# Umfrage: Was macht ihr mit euern Brasen?



## Angler100 (1. Mai 2005)

*Umfrage: Was macht ihr mit euern Brassen?*

Moin! Ich habe jetzt zum ersten mal so große Brassen gefangen, dass ich ich sie auch mit nach Hause mitnehmen konnte. Doch ich weiss noch nicht, wie ich sie zubereiten lassen soll. Wahrscheinlich werde ich sie Braten lassen. Würde mich mal interessiern, was ihr mit euern Brassen macht. Werft ihr sie wieder zurück, oder isst ihr sie?
Begründet eure Entscheidung auch bitte!


----------



## Franz_16 (1. Mai 2005)

*AW: Umfrage: Was macht ihr mit euern Brasen?*

ich setze Brachsen meistens wieder zurück... ich mag die Viecher einfach nicht.. obwohl sie kulinarisch nicht zu verachten sind.. haben halt relativ viele Gräten 

Ich würde sie entweder räuchern, oder "Fischburger" daraus machen... 

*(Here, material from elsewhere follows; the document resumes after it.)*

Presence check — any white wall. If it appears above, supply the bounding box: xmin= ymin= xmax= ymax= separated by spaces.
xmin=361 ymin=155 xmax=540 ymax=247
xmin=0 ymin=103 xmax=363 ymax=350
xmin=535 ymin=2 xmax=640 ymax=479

Braten ist aber natürlich auch OK


----------



## Robin90 (1. Mai 2005)

*AW: Umfrage: Was macht ihr mit euern Brasen?*

Die haben doch so viele Gräten die kann man gar nicht essen!Ich hab schon sehr viele gefangen kleine und große und schmeiße sie alle zurück!!!


----------



## arno (1. Mai 2005)

*AW: Umfrage: Was macht ihr mit euern Brasen?*

Moin!
Braten und Sauer einlegen .
Oder:
Filet entnehmen 
Olivenoel , Salz und Pfeffer und kleingewschnittene Zwiebeln Thymian.
Darin die Filets eine Stunde ziehen lassen, dann einfach pannieren und in den Backofen bei 180 Grad Umluft.
10 Min. von jeder Seite.
Auf dem Teller etwas Zirone über den Fisch.


----------



## Gelöschtes Mitglied 8073 (2. Mai 2005)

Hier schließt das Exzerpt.